As former Missouri senator Claire McCaskill said on MSNBC, Donald Trump "embraced immoral lying all his life and thought he could get away with the ultimate lie of all."
A lie? Tucker Carlson says the whole Jan. 6 narrative is one of those. "It wasn't an insurrection," he hyperventilated as the committee convened. Tucker is going to play the semantics game. The terrorists were playing a head-cracking game.
The good thing about where these hearings appear headed is that the lie is the thing.
Ah, but, "Trump was just exercising his right to free speech at the Ellipse." "He couldn't know a riot would emanate." "There's no evidence he conspired directly with the Proud Boys and Oath Keepers."
The fact is, all of these matters are immaterial. This is all about the lie and the conspiracy to make it into reality.
The lie was why the rioters were there. Co-conspirators like Ted Cruz, Josh Hawley, Mike Lee, Tucker Carlson and Sean Hannity are central to why rioters were ready for war.
Trump continues to prosecute that lie, continues to raise money to advance the lie. This is not good for the party that has sworn allegiance to him.

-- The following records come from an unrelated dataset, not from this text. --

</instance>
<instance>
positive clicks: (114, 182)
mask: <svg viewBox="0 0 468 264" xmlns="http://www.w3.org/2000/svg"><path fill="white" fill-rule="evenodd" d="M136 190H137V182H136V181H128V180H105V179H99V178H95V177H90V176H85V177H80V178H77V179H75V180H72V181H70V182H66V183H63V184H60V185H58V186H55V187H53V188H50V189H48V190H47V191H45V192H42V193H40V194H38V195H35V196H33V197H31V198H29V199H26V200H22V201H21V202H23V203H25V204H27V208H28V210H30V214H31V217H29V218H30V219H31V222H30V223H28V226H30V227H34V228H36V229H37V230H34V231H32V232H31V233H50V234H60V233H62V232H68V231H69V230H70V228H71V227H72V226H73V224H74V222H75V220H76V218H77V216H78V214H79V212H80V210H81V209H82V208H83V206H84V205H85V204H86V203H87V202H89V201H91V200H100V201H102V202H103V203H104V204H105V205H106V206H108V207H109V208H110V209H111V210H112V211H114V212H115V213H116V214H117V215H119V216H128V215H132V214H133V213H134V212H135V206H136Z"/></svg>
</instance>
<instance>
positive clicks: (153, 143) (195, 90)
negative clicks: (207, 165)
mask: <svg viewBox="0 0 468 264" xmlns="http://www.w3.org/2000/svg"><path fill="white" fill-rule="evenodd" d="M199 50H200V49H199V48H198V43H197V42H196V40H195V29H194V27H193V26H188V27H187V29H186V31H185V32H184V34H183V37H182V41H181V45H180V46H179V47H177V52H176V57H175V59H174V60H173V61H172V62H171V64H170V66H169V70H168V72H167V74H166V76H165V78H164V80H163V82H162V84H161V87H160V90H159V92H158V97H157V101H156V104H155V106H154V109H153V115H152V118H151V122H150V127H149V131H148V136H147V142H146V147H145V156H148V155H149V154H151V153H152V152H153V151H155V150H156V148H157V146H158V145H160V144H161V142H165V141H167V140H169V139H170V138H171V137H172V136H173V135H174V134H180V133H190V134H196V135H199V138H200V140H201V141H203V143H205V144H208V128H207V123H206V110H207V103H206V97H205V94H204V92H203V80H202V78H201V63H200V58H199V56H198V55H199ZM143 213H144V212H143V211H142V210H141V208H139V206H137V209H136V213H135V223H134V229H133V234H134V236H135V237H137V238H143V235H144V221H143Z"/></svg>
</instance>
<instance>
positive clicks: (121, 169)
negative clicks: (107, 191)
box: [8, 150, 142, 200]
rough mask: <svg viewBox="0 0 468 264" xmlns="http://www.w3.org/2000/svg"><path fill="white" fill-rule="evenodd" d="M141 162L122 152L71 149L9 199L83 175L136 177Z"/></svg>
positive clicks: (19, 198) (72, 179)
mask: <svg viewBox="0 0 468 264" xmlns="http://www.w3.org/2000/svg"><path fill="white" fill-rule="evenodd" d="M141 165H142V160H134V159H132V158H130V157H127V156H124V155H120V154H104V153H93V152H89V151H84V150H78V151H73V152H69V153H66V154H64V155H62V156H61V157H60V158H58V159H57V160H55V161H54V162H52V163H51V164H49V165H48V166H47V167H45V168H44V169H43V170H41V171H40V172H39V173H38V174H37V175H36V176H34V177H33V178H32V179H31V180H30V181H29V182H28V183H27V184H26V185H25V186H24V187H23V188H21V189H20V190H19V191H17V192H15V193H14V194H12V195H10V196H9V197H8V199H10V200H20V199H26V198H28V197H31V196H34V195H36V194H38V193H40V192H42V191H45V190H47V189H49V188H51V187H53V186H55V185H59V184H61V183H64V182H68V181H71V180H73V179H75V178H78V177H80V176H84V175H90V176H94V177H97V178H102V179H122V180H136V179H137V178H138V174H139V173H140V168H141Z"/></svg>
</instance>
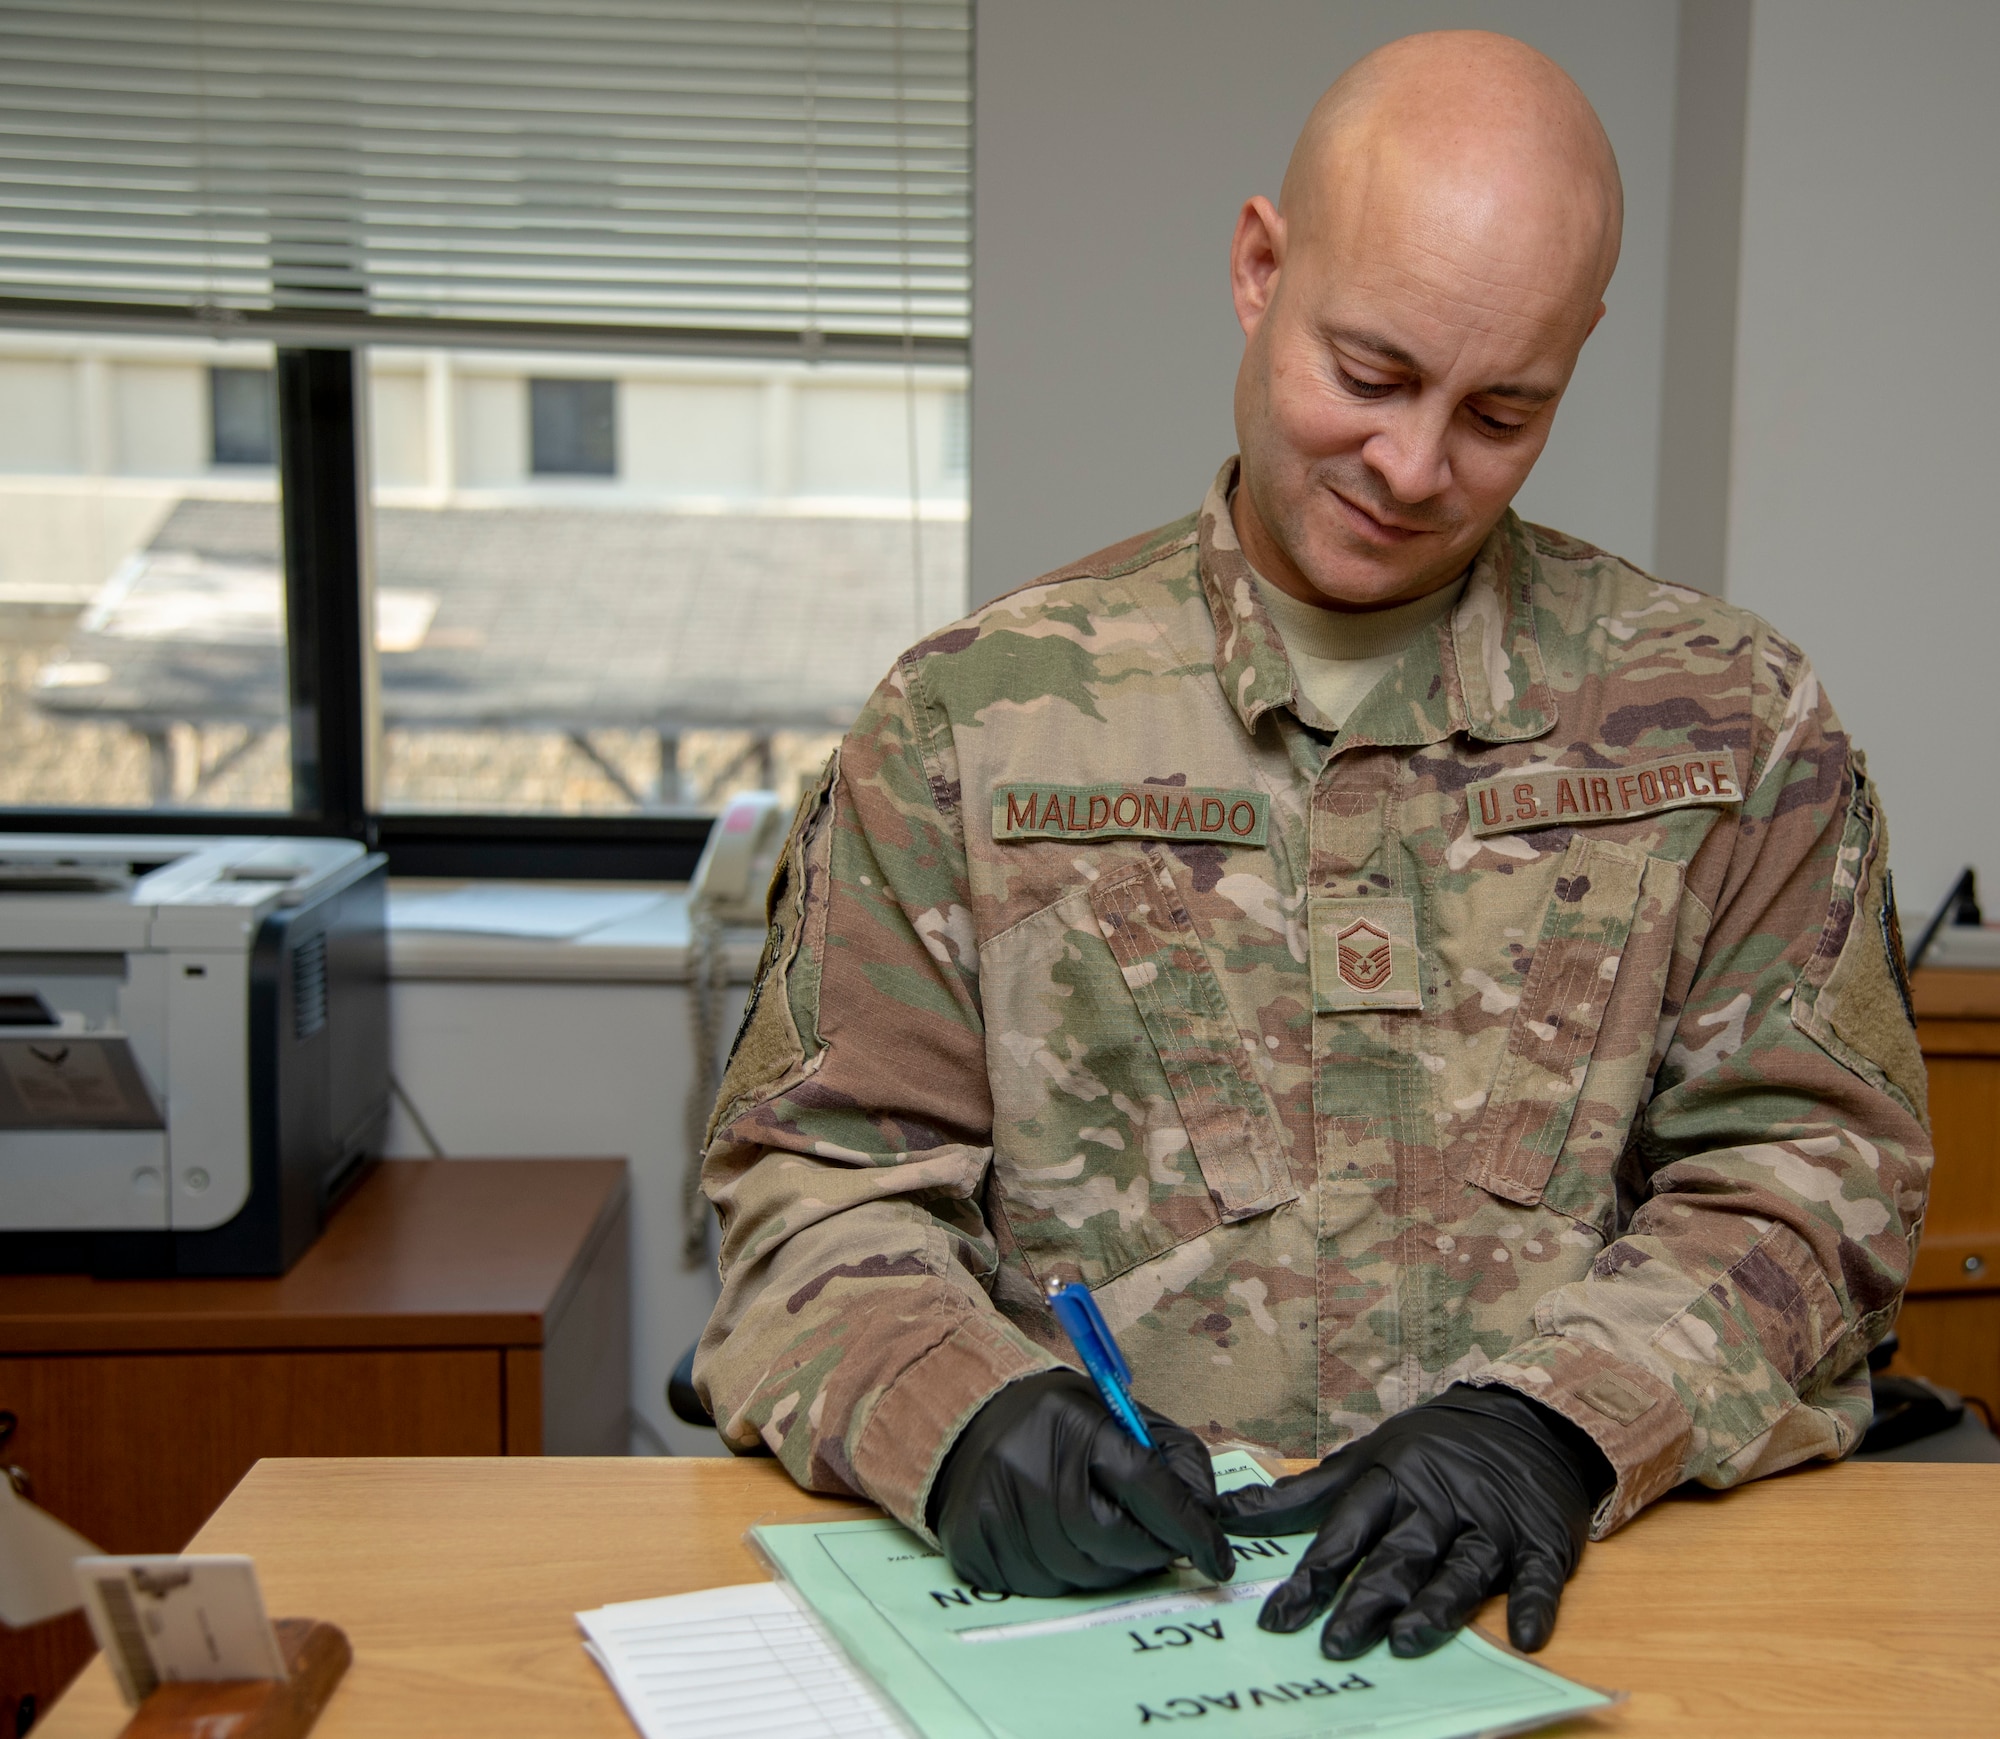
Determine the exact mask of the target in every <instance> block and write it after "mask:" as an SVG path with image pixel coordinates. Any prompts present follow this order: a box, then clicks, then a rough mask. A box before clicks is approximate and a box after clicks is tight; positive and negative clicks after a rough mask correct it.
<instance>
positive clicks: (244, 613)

What becomes of Liz Cheney after conscience-less voters vote her out? Here is my fondest wish:
Cheney should run as a third-party candidate for president. Former GOP chairman Michael Steele asserts there's a growing political segment called "accountability Republicans" who would cringe to vote Democrat but don't want another Trump presidency.
It would also mean that at every debate, and every step of Trump's candidacy, she would be there, reminding voters of what he is all about.
Cheney as an option on the ticket would be the death knell for the Trump phenomenon.
Then Trump truly will be gone, leaving in office only those whose dishonor will remain.